Keywords: Herniation, Intervertebral Disk Displacement, Outcome assessment (health care), Rehabilitation
INTRODUCTION
Acute symptomatic lumbar disk herniation (LDH) is a common cause of lower extremity radicular pain (or ‘sciatica’) in adults. The natural history of acute LDH is favorable for the majority of individuals1-3. Although it is clear that most patients with acute LDH experience resolution of their initial radicular pain symptoms without surgery, specific rates of subsequent symptom recurrence in patients who have had pain resolution with nonsurgical treatment are unknown. Weber reported that 24% of patients receiving nonsurgical treatment for LDH experienced ‘relapse’ within 4 years, but did not specify the symptoms or measures used to define either initial resolution or subsequent recurrence, and did not examine factors associated with recurrence2. All other studies of LDH recurrence have examined recurrence after surgery4. Since the probability of future recurrence is a common concern for patients who have had resolution of radicular pain with nonsurgical treatment, this paucity of empirical data on recurrence represents a deficiency in the knowledge base with which physicians are able to educate patients embarking on a course of nonsurgical treatment.

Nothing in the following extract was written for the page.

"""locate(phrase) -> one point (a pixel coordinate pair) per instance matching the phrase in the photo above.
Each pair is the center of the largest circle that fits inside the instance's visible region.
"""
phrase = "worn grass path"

Recent systematic reviews and expert consensus definitions of recurrence after acute low back pain (LBP) have drawn attention to the potential difficulties in studying recurrence, and in accurately conveying this information to clinicians, patients, and researchers.5-9 The presence of a true recurrence requires that 1) an individual has had resolution of their original pain symptoms for a period of time (sometimes called ‘recovery’6, but defined as ‘resolution’ for the purposes of this article), and 2) subsequently experiences a separate episode of the same pain symptoms (recurrence).6 Reports of prevalent pain at a time after the onset of pain therefore do not capture true recurrence, since they include individuals with persistent pain who never originally recovered, and would therefore never have been eligible to have a recurrence. In addition, recurrences that had resolved prior to the time of reassessment would not be detected. These flaws are noted not only for LBP studies, but also for studies of radicular pain recurrence10. Rates of true recurrence furthermore are highly dependent on the definitions applied for the presence of pain, resolution, and recurrence.6,9 Because explicit definitions of symptom resolution and recurrence are often not stated, or have varied widely between different studies of LBP6 and LDH11, this poses a major limitation to the interpretability of study findings and the comparability of reports between different studies.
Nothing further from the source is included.